De fil en aiguille, avec une Nyla qui s’énerve et s’impatiente souvent vis-à-vis d’Oscar, la fille est retrouvée grâce à une conquête qu’il avait oublié, la collègue d’une de ses ex. Sympa. Quand la fille est finalement convoquée au commissariat, Oscar se retrouve à être l’avocat de celle-ci. Cela n’a aucun sens, mais c’est joué avec humour par les acteurs comme les scénaristes, alors pourquoi pas. Le système américain est tordu à bien des égards.

Oscar prend donc à cœur la défense de sa fille, mai sil n’en oublie pas qu’il cherche aussi à passer un maximum de temps hors de prison. Il ment aussi à sa fille en assurant que sa mère était l’amour de sa vie, ça va de soi. La fille révèle tout à son père et mène les flics chez son copain lorsqu’elle comprend qu’elle est en train de se faire avoir par celui-ci ayant réclamé une plus grosse rançon que prévue.

Le problème, c’est qu’entre temps, le type s’est vraiment fait enlever par d’autres potes qui voyaient là une opportunité de récupérer l’argent que le fils voulait extorquer à ses parents. Quelle intrigue merveilleuse. Angela est toujours avec les parents et elle reçoit alors une boîte pleine de sang de l’enfant kidnappé. C’est merveilleux, ça. Ce qui est moins merveilleux pour Angela, c’est qu’elle se retrouve à devoir remettre l’affaire aux mains du FBI.

La menace va trop loin pour qu’ils ne soient pas informés, apparemment. Pour ne rien arranger à la journée d’Angela, elle est aussi confrontée à Oscar que Nyla et Nolan ramènent, avant de le confier au FBI. Oscar est infernal avec eux avant de partir, forcément, félicitant Angela d’être enceinte et affirmant à Nolan une réponse au test qui n’est pas la bonne. L’officier en profite alors pour rappeler son prof, pour demander des informations supplémentaires.

Nyla est morte de rire quand elle entend que Nolan se fait raccrocher au nez. Ils restent toutefois dans les parages de la maison où le FBI commet des erreurs de bleu : Oscar n’a aucun mal à s’échapper. Dès lors, Nyla et Nolan l’arrêtent à nouveau, ce qui était plutôt marrant, et se servent de lui pour retrouver le kidnappeur.

C’est plutôt bien sympa comme intrigue, et les scénaristes s’amusent vraiment bien dans cet épisode, casant des petites blagues en chemin.
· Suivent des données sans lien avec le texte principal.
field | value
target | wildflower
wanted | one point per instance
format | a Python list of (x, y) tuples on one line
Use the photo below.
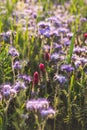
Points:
[(6, 90), (0, 97), (47, 56), (54, 56), (47, 112), (19, 85), (13, 92), (26, 78), (60, 78), (85, 35), (37, 104), (17, 65), (42, 67), (13, 52), (36, 78), (57, 46), (67, 68)]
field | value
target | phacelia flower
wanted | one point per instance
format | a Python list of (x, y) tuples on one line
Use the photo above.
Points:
[(42, 67), (61, 79), (47, 56), (17, 65), (85, 35), (37, 104), (67, 68), (19, 85), (13, 52), (36, 78), (47, 112), (26, 78), (6, 90)]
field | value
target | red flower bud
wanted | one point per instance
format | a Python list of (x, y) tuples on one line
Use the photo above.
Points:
[(42, 67), (36, 78), (47, 56), (85, 35)]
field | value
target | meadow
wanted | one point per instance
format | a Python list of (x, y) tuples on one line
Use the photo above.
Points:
[(43, 65)]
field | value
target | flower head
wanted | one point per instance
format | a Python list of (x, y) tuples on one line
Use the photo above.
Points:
[(42, 67), (17, 65), (67, 68), (37, 104), (47, 112), (36, 78), (85, 35), (47, 56), (13, 52)]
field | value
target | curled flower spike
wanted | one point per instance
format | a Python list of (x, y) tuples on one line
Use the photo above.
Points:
[(85, 35), (47, 113), (42, 67), (37, 104), (47, 56), (36, 78)]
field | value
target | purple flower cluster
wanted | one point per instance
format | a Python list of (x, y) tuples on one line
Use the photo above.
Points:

Ainsi, Oscar se retrouve avec toujours le même flic incompétent comme babysitter alors que Nolan et Nyla se rendent dans l’entrepôt où se trouve probablement la victime kidnappée à qui l’on a prélevé beaucoup de sang.
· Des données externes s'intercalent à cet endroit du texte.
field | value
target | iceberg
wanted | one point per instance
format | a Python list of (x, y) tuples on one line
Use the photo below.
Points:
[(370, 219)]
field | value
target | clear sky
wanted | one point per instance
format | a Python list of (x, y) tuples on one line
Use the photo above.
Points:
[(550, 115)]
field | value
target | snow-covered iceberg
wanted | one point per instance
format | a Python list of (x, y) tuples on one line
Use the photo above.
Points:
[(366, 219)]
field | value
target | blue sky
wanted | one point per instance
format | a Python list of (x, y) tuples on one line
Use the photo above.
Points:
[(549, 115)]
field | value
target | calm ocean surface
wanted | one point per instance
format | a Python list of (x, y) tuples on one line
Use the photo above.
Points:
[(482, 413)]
Ils sont toutefois forcés de ruser pour arrêter les kidnappeurs qui ont des armes bien trop dangereuses pour les arrêter simplement. Cela fonctionne vraiment bien comme intrigue je trouve et j’étais content de voir la ruse des officiers utilisant les alarmes des voitures abandonnées de l’entrepôt.

C’était marrant. Quant à l’intrigue, l’enfant s’était fait kidnapper pour avoir l’argent de ses parents, avant que ses parents ne fassent de la merde. Bien sûr, Oscar retourne en prison, et sa fille aussi, mais on a droit à une dernière scène pour lui. Les scénaristes aiment le personnage et l’acteur, c’est évident, alors je pense qu’il n’a pas forcément dit son dernier mot.

En fin d’épisode, Nolan débarque finalement très tardivement dans le bureau de sa prof, assurant qu’il n’y avait pas de bonne réponse à son test et qu’il est prêt à avoir un F parce qu’il refuse de faire le mauvais choix. C’est un peu frustrant, mais c’est aussi vrai. La prof accepte donc de le surveiller pendant 45 minutes supplémentaires… et franchement, aucun prof ne ferait jamais ça au moment de partir du boulot, mais son sourire final était trop drôle pour que je leur en tienne rigueur.